As the Coalition Government proceeds with its consultations regarding existing Employee Share Option Plans (ESOPs) legislation, Deloitte has made a submission addressed to Treasurer Joe Hockey and Minister Ian McFarlane which emphasizes the need of a more comprehensive review.
The professional services firm proposes a four-point solution which entails: a clear definition of ‘startup’; more contextual tax rules; a simplified valuation methodology for ESOP tax purposes; and standardised documentation accessible on the Australian Tax Office (ATO) web site.
In its submission, Deloitte advocates the definition of startups as “an Australian-based business with consolidated revenue of $15 million per annum or less, and providing (new) products or services for no more than ten years in Australia.”
Distribution Central CEO, Scott Frew, on the other hand said that it should not be a matter of defining companies on financial grounds.
He told ARN that “the changes shouldn’t just apply to micro-startups, it should be all privately-held companies, as they can’t trade the shares like a public company.”
This is because options offered to employees by private companies are intangible and can disappear.
Using the distribution company as an example, Frew said, “When I started Distribution Central, it was a $1.7m business. We are now approaching $300m, but I still consider myself a startup.”
“It’s a philosophy in our heads, not the fact that we are small.
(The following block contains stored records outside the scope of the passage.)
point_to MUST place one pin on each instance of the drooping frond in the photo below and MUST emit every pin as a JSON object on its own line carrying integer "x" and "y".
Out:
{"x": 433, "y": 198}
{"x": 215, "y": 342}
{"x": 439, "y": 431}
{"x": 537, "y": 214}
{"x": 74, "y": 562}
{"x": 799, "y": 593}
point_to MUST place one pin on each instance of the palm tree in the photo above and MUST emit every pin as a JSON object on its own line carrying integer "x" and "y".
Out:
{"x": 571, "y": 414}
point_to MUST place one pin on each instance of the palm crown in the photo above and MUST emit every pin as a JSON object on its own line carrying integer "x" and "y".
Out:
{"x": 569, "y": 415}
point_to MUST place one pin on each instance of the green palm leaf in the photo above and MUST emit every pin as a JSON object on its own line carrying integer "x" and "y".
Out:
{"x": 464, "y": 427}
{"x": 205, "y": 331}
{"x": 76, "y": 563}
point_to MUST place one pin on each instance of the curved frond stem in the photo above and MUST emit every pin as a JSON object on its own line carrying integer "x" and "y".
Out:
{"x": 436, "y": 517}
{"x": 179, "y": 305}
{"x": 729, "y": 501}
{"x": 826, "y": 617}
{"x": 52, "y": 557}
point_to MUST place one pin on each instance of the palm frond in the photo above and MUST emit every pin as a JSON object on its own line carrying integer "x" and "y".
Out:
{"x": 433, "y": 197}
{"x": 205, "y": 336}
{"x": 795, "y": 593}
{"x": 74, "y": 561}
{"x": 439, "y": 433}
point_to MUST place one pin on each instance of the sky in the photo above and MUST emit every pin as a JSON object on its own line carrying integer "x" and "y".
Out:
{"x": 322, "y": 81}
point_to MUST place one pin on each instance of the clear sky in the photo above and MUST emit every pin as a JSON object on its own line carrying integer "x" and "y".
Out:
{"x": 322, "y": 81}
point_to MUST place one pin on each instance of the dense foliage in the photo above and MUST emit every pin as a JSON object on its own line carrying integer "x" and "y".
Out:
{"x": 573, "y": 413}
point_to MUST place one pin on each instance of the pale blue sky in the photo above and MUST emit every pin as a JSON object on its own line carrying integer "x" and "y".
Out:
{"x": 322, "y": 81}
We are still issuing options to new staff that we want to keep motivated, so it’s still a problem for me.”
Frew said that the failure to undo the umbrella decisions made by the former Labor Government will force talent in the local IT industry to move offshore as the tax regime is draconian.
“If you’re a software developer and you want to go for a new startup, it’s better to do that in the US because you won’t get taxed on the options they’ll issue you.”
“It should be a case of ‘great employee, here’s some options – if we’re lucky enough to sell, you’ll make your bonus at that point, and pay your tax as normal at that point’. That way the employee doesn't have to pay money on something he or she doesn't necessarily have.”
The existing ESOP legislation was implemented to prevent public companies offering employees options rather than incomes to mitigate taxes.